On Friday, Bertolini said the insurer was projecting losses of $800 million to $900 million in 2017 from the exchanges and had to do something “to stop the bleeding.”
But the DOJ argues that it wasn’t until the lawsuit to block the merger was filed in July that Aetna indicated it would leave the exchanges; in fact it indicated it had plans to expand into marketplaces in other states.
During Monday’s questioning of Aetna Executive Vice President Steven Kelmar, a DOJ attorney released a “talking point” memo written by Kelmar to Bertolini to prepare him for a meeting with Department of Health and Human Services Secretary Sylvia Burwell before the DOJ filed suit against the merger in July.
It urged Bertolini to say “by getting the deal done, I can make the commitment that we will expand our exchange footprint.”
The DOJ attorneys pointed out that even in states where Aetna has left the ACA exchange, it continued to sell individual commercial policies “off exchange” to preserve its option to re-enter the exchanges.
Kelmar said he always thought the ACA business was a money-loser and disagreed with Bertolini when he favored expansion.
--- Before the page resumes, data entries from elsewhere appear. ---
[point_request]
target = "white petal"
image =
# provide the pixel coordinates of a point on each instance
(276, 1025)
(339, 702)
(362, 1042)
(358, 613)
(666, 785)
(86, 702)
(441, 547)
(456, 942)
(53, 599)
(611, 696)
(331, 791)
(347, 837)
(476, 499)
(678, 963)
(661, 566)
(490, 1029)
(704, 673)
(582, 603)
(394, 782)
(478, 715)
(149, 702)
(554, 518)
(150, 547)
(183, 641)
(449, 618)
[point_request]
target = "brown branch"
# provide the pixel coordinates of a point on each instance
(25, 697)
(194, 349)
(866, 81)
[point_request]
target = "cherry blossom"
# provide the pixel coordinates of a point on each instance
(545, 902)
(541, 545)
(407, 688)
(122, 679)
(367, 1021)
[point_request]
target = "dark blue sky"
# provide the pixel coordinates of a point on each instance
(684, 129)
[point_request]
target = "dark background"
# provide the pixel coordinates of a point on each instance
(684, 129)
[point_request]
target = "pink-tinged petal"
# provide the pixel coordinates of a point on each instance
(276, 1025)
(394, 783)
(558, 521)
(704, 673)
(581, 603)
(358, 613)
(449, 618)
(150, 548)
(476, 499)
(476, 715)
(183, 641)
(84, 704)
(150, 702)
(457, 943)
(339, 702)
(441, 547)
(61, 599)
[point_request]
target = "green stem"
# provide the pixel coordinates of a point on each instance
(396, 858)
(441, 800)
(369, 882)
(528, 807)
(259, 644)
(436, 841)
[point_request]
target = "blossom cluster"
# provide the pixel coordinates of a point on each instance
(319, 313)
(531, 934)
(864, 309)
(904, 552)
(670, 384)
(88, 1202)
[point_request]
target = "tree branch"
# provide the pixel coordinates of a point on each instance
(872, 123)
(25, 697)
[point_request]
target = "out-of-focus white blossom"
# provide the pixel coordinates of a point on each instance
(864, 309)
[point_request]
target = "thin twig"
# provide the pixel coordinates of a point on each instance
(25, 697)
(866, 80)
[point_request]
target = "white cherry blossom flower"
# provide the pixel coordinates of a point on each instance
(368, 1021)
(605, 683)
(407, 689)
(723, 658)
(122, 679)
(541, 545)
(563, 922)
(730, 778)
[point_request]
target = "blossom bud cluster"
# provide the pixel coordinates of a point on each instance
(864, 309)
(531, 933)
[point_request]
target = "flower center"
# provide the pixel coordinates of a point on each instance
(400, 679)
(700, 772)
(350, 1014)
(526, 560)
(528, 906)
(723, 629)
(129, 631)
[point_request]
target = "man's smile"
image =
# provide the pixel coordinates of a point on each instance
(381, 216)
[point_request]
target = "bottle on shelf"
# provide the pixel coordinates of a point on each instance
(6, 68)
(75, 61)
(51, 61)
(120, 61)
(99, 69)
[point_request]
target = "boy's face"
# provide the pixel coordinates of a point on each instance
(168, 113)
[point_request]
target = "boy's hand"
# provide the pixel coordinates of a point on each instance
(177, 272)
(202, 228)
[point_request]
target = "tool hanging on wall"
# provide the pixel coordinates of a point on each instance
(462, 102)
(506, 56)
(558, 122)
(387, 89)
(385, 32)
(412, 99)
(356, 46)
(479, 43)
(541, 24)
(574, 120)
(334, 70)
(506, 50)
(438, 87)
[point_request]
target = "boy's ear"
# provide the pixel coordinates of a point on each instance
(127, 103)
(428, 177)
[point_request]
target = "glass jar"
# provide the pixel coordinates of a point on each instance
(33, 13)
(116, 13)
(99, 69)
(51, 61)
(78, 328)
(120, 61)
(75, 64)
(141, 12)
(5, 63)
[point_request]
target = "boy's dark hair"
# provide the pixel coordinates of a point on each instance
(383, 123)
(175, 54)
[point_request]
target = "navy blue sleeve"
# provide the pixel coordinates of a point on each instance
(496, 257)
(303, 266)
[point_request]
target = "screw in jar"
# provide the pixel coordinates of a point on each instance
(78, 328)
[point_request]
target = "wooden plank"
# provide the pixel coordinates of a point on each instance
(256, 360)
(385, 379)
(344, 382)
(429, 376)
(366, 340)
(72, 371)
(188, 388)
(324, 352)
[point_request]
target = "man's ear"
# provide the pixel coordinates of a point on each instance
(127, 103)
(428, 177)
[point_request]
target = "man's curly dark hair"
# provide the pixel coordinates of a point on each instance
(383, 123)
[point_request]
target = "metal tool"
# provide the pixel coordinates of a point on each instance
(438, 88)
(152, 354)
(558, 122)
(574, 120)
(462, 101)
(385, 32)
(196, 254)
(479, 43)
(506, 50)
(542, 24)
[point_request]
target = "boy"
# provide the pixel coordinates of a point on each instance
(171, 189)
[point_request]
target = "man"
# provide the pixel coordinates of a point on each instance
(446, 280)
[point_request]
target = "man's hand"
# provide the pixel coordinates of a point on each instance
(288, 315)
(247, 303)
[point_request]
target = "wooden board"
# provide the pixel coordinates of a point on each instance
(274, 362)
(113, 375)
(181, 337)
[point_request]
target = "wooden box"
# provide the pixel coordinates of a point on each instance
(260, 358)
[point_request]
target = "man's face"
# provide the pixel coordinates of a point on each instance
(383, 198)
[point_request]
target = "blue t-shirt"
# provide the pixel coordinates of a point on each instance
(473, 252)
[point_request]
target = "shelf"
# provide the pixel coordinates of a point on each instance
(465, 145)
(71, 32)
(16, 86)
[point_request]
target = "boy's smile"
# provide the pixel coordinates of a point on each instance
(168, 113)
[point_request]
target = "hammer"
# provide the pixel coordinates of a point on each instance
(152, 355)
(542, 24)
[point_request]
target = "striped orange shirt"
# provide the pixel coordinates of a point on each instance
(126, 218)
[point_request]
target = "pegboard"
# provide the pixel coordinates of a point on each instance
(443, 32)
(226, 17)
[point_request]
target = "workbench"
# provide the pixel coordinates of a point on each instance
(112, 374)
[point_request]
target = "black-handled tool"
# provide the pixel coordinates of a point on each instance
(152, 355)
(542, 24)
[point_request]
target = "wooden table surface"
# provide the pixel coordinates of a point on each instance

“I always supported leaving all the public exchanges,” he said.
Aetna President Karen Lynch also was questioned about internal documents and emails that showed the company executives discussed leaving the 17 counties listed in the DOJ complaint just days after the lawsuit was filed.
Another e-mail from Kelmar to Lynch about Aetna’s decision to quit exchange businesses in 536 counties said, “Most of this is a business decision except where DOJ has been explicit about the exchange market. There we have no choice.”
Bates asked Lynch if she had looked at the economic performance of Aetna’s ACA business in the 17 counties in question before she backed the decision to quit that business.
“I have not specifically looked at those,” Lynch said.
In other emails, Aetna executives were cautioned against putting anything about the decision to leave ACA exchanges in writing.
Aetna Vice President Jonathan Mayhew, who is in charge of the company’s exchange business, acknowledged he had been told to keep strategy discussions about the 17 counties verbal so there wouldn’t be written communication that could be unearthed by the Justice Department during discovery for the litigation.
The Aetna-Humana merger trial is set to run through Dec. 30. A decision from Bates is expected on the case in January.
In another courtroom in the same federal courthouse, a legal challenge to the $54 billion merger between Anthem and Cigna continued Monday.
That trial is presided over by U.S. District Judge Amy Berman Jackson.